RATIONALES | GUARANTEED PASS | LATEST EXAM UPDATE
*Core Domains*
*Pharmacology Basics*
*Fluid and Electrolytes*
*Acid-Base Balance Safety*
*Infection Control Protocols*
*Perioperative Nursing Care*
*Wound Management Principles*
*Patient Education and Advocacy*
*Legal and Ethical Nursing*
*Introduction*
*This comprehensive assessment is designed to evaluate the core competencies of nursing students enrolled
1. A patient presents with a serum potassium level of 6.2 mEq/L. Which cardiac change is the nurse most likely to
observe on the EKG?
A. Prominent U waves
B. ST-segment depression
C. Tall, peaked T waves
D. Prolonged QT interval
🟢 C. Tall, peaked T waves
,🔴 Explanation: Hyperkalemia (potassium > 5.0 mEq/L) typically causes tall, peaked T waves and widened QRS
complexes due to altered myocardial repolarization.
2. Which regulatory body is responsible for defining the Scope of Practice for nurses within a specific state?
A. American Nurses Association (ANA)
B. State Board of Nursing
C. The Joint Commission
D. National League for Nursing
🟢 B. State Board of Nursing
🔴 Explanation: Each State Board of Nursing establishes the Nurse Practice Act, which legally defines the scope of
practice and responsibilities for nurses in that jurisdiction.
3. A nurse is preparing to administer a medication that is known to be nephrotoxic. Which laboratory value should
the nurse prioritize reviewing?
A. Serum amylase
B. Creatinine
C. Aspartate aminotransferase (AST)
D. Hemoglobin A1c
🟢 B. Creatinine
🔴 Explanation: Creatinine is a specific indicator of renal function; elevated levels suggest impaired filtration, which
increases the risk of toxicity from nephrotoxic drugs.
4. A patient is being treated for respiratory alkalosis. Which arterial blood gas (ABG) result is consistent with this
diagnosis?
A. pH 7.50, PaCO2 30 mmHg
B. pH 7.30, PaCO2 50 mmHg
,C. pH 7.48, HCO3 30 mEq/L
D. pH 7.32, HCO3 18 mEq/L
🟢 A. pH 7.50, PaCO2 30 mmHg
🔴 Explanation: Respiratory alkalosis is characterized by a high pH (>7.45) and a low PaCO2 (<35 mmHg) due to
hyperventilation.
5. Which action by the nurse is the most effective way to prevent the spread of healthcare-associated infections
(HAIs)?
A. Wearing a mask for all patient interactions
B. Routine administration of prophylactic antibiotics
C. Consistent and thorough hand hygiene
D. Restricting all visitors to the unit
🟢 C. Consistent and thorough hand hygiene
🔴 Explanation: Hand hygiene remains the primary and most effective intervention in breaking the chain of infection
and reducing the transmission of pathogens.

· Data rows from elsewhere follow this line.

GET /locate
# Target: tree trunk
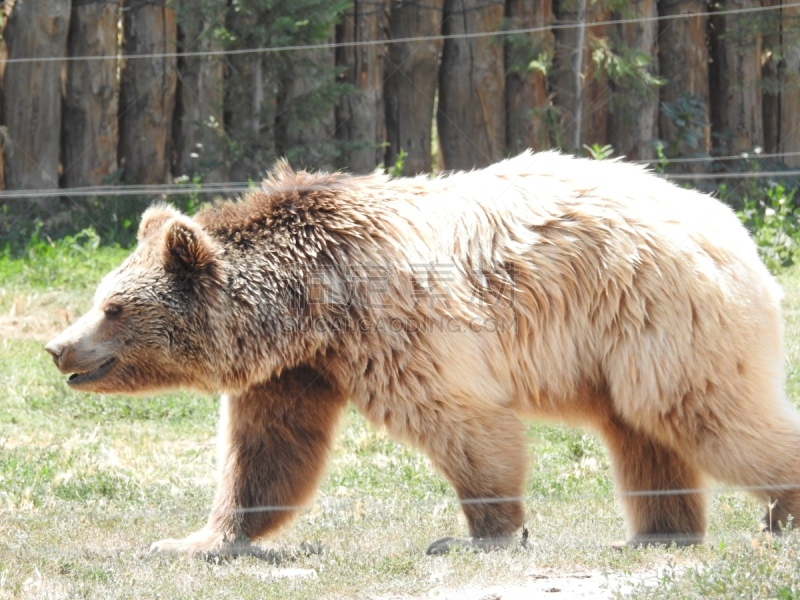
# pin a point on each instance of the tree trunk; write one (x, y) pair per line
(249, 104)
(471, 115)
(596, 92)
(305, 125)
(634, 116)
(147, 92)
(412, 72)
(527, 101)
(580, 97)
(736, 115)
(199, 143)
(33, 93)
(90, 133)
(360, 117)
(683, 63)
(770, 79)
(786, 132)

6. A nurse discovers a medication error was made. What is the nurse's first priority?
A. Complete an incident report
B. Notify the healthcare provider
C. Assess the patient for adverse effects
D. Inform the nurse manager
🟢 C. Assess the patient for adverse effects
🔴 Explanation: The immediate priority is patient safety; the nurse must first determine if the patient has been
harmed before proceeding with notification and documentation.
7. A patient is scheduled for surgery and expresses doubt about the procedure. The nurse notes the informed
consent is signed but the patient states, "I'm not sure why they are doing this." What is the nurse’s best action?
, A. Reassure the patient that the surgeon is highly skilled
B. Explain the risks and benefits of the surgery again
C. Notify the surgeon that the patient requires further clarification
D. Proceed with preoperative scrubbing and prep
🟢 C. Notify the surgeon that the patient requires further clarification
🔴 Explanation: It is the surgeon's legal responsibility to provide informed consent; the nurse’s role is to witness the
signature and advocate for the patient if understanding is lacking.
8. When assessing a surgical wound, the nurse notes the protrusion of internal organs through the incision.
Which term describes this occurrence?
A. Dehiscence
B. Evisceration
C. Granulation
D. Fistula
🟢 B. Evisceration
🔴 Explanation: Evisceration is a medical emergency where total separation of wound layers occurs, resulting in the
protrusion of visceral organs.
9. Which type of isolation precaution is required for a patient diagnosed with Pulmonary Tuberculosis?
A. Droplet precautions
B. Contact precautions
C. Airborne precautions
D. Protective environment
🟢 C. Airborne precautions
🔴 Explanation: Tuberculosis is transmitted via small droplets that remain suspended in the air, requiring an N95
respirator and a negative-pressure room.